Source Ecological Modelling 222 (2011)3. - ISSN 0304-3800 - p. 748 - 761.
DOI https://doi.org/10.1016/j.ecolmodel.2010.11.005
Department(s) Resource Ecology
PE&RC
Publication type Refereed Article in a scientific journal
Publication year 2011
Keyword(s) geographic distributions - models
Abstract The Japanese National Biodiversity Strategy 2010 calls for the creation of ecological networks as a biodiversity conservation policy. However, there is an obvious lack of information on the spatial distribution of many species and a lack of scientific methods for examining habitat requirements to establish the need for constructing these networks for target species. This study presents a quantitative method for assessing the need for ecological networks through modeling the potential geographic distributions of species based on a case study of local populations of Asiatic black bear (Ursus thibetanus japonicus) in Fuji and Tanzawa, Japan.

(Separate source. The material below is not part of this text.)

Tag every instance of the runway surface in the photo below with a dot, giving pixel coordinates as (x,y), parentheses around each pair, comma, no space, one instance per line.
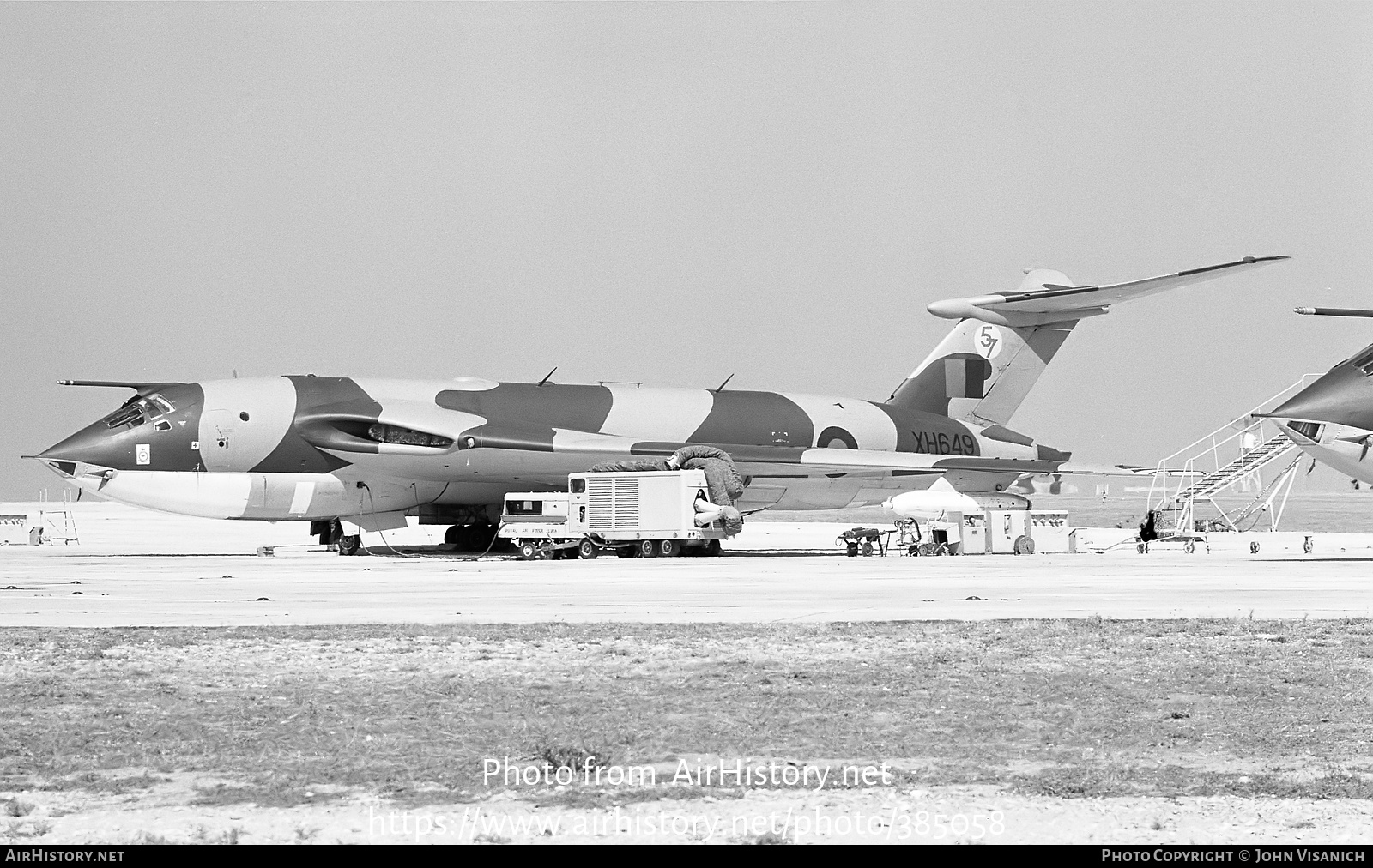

A total of 1541 point records of occurrences of Asiatic black bears and 11 potential predictors were analyzed in a GIS environment. After a predictive distributional map was obtained using the Maximum Entropy (MaxEnt) algorithm, a gap analysis was carried out and population size was estimated. Approximately 24% of the bear's predicted habitat area fell within a wildlife protection area, 2% within a nature reserve, and 37% within natural parks. Conservation forest comprised 54% of the total area of predicted habitat; of this, national forest comprised 2%, and private and communal forest comprised 37%. The total estimated Asiatic black bear population in this region was 242, with 179 individuals in the Fuji local population, 26 in the Tanzawa local population, and 37 in the corridor patch between the two local populations. Our study also found a potential corridor connecting the Fuji and Tanzawa local populations, as well as potential habitat corridors in the Fuji region containing subpopulations on Mt. Fuji (119 individuals) and Mt. Kenashi (53 individuals). An additional subpopulation on Mt. Ashitaka (7 individuals) is isolated and not fully protected by a zoning plan. Mt. Furo's subpopulation is considered to be almost extinct, although black bears were observed here until 2002 based on the report by Mochizuki et al. (2005). The total black bear population of the Fuji-Tanzawa region is considered to be "endangered" ; thus, an adequate population size might be difficult to maintain even if this region were to be internally connected by means of an ecological network.